|Marantz DV8400 Universal Disc Player|
|Home Theater Audio Sources DVD-Audio/SACD Players|
|Written by Matt Evert|
|Tuesday, 01 June 2004|
Page 3 of 3
The remote was one of the weaker elements of this product. The player normally has the remote included in its default setting, but this one had the switch in the back set to use a Marantz receiver’s remote instead of the supplied remote with the DV8400. This frustrated me as I replaced batteries and tried other troubleshooting ideas before figuring it out in the manual. The remote needs to have a setting to switch between two-channel and 5.1 channel sources. This is the third universal player I have closely evaluated and still not one of the manufacturers have figured this out. Hiding this in a submenu within the OSD is not good enough; make it a button, since it is a very common action to perform. There were no jog dial or joystick controls on this remote, as there are on less expensive players, such as the Pioneer Elite DV-47AI. This is a nice feature that one would expect from a $1,600 player. Lastly, I would use a CD drawer that is more securely fitted to the front opening of the player. I did not have problems with the drawer, but it made me nervous thinking about the longevity of the drawer operating properly.
Other competitive products to this player were the Denon DV2900, the Sony DVP-NS999ES and the Pioneer Elite DV59avi. The Sony and the Pioneer Elite both feature better remotes with Jog dials and LCD displays. The Sony does not play DVD-Audio discs as the others do. Only the Pioneer has a DVI-D output as the DV8400 does. The Denon is very similar to the DV8400, except that it uses a different progressive scan system and has different chipsets for video DACs, etc. If you do not need the DVI-D connector and do not care about some of the extra refinements with the audio components, the Sony and the Denon are good bargains at $1,000. The Pioneer Elite is a little closer a match to the offerings of the DV8400 and could be considered as well.

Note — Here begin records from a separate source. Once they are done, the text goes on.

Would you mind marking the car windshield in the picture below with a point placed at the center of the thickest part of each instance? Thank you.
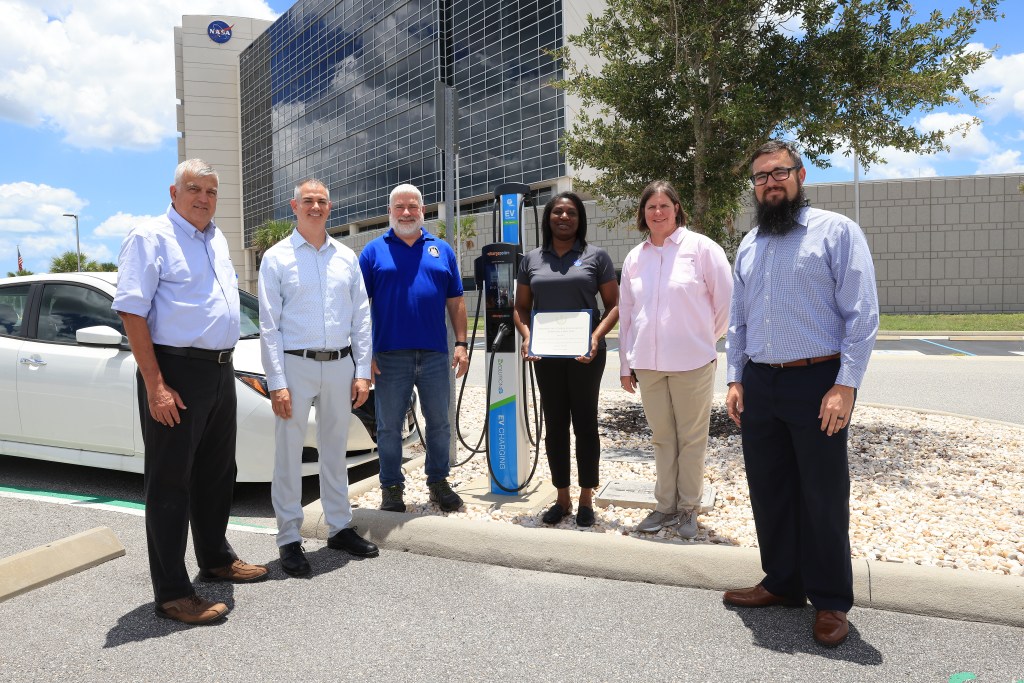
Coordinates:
(250, 314)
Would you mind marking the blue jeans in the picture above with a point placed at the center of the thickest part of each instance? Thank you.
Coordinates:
(430, 373)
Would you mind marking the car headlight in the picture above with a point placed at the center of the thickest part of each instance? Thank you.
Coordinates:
(255, 382)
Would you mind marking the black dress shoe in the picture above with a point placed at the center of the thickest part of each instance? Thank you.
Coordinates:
(555, 514)
(293, 559)
(352, 543)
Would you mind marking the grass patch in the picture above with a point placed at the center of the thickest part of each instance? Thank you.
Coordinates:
(953, 323)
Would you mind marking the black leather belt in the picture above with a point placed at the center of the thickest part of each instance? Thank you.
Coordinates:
(199, 353)
(321, 355)
(803, 363)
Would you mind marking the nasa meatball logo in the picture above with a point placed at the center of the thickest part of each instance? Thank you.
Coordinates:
(219, 32)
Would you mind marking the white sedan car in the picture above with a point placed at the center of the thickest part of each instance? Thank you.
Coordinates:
(68, 390)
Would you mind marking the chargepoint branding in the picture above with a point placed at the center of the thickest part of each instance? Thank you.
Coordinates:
(503, 424)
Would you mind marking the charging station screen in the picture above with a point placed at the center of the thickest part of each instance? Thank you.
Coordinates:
(501, 281)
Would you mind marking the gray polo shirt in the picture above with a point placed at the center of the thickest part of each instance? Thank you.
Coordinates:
(569, 282)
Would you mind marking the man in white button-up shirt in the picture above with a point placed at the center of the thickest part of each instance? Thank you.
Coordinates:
(314, 335)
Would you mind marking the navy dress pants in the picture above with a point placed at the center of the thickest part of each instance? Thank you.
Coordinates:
(800, 483)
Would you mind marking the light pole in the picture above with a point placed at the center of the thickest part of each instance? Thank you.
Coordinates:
(78, 244)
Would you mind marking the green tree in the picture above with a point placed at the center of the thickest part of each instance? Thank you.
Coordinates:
(686, 90)
(269, 233)
(68, 262)
(466, 228)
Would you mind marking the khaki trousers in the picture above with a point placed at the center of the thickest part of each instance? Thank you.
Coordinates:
(678, 410)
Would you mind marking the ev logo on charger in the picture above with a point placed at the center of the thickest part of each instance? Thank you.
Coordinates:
(219, 32)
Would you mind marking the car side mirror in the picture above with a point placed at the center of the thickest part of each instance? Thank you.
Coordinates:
(99, 335)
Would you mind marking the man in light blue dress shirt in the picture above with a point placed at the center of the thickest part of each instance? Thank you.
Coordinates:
(314, 337)
(803, 325)
(178, 297)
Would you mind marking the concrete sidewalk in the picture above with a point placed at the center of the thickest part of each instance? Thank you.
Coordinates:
(907, 588)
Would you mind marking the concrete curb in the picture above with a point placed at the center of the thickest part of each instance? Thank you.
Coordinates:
(957, 594)
(972, 596)
(45, 564)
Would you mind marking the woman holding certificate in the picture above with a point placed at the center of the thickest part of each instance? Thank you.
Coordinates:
(557, 286)
(677, 286)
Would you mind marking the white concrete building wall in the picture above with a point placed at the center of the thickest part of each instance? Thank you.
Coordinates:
(209, 115)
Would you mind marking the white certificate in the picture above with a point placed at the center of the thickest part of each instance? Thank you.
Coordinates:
(560, 333)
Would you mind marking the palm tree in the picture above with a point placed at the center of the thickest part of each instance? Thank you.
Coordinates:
(465, 228)
(68, 262)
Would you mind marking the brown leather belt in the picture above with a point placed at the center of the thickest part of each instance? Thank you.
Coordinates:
(320, 355)
(221, 356)
(803, 363)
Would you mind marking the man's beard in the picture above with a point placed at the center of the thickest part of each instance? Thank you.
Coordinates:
(403, 231)
(779, 218)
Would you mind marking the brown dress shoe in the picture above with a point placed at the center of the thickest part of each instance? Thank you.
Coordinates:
(193, 609)
(830, 627)
(237, 572)
(759, 597)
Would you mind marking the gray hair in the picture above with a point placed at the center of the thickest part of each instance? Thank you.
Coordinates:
(773, 146)
(404, 188)
(196, 168)
(316, 182)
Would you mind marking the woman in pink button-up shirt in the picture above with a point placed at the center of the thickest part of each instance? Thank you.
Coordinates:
(674, 306)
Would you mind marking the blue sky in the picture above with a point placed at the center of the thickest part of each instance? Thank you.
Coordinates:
(87, 118)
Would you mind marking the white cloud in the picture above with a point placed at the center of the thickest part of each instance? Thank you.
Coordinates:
(1001, 80)
(969, 144)
(899, 164)
(98, 72)
(32, 219)
(119, 224)
(1008, 161)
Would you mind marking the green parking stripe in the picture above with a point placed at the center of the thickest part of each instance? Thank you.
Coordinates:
(107, 502)
(77, 498)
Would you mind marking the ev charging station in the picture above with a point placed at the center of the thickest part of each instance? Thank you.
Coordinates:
(508, 436)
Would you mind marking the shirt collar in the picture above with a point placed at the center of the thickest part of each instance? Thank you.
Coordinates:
(186, 227)
(677, 236)
(424, 235)
(298, 241)
(577, 247)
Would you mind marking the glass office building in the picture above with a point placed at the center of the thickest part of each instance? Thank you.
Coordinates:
(344, 90)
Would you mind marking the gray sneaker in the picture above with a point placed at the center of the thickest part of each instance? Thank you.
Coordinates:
(443, 497)
(655, 521)
(687, 524)
(391, 498)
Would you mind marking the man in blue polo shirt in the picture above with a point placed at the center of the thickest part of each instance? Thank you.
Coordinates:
(412, 278)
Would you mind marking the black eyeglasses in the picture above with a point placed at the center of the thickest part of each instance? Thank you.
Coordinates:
(777, 173)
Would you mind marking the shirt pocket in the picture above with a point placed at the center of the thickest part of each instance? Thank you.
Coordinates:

I really liked this player. The extra efforts that Marantz made to refine the audio components within this player make it a great fit for someone looking for uncompromising quality and versatility in a universal DVD player. With the exception of the default mode of the remote switch in back of the unit, this DVD player was so far the easiest to set up that I have seen. The sound reproduction was true and worthy of a place in my home system. Priced well under the $2,000 mark, this player is still a good bargain and should be considered as you look to move into a higher-quality universal DVD player.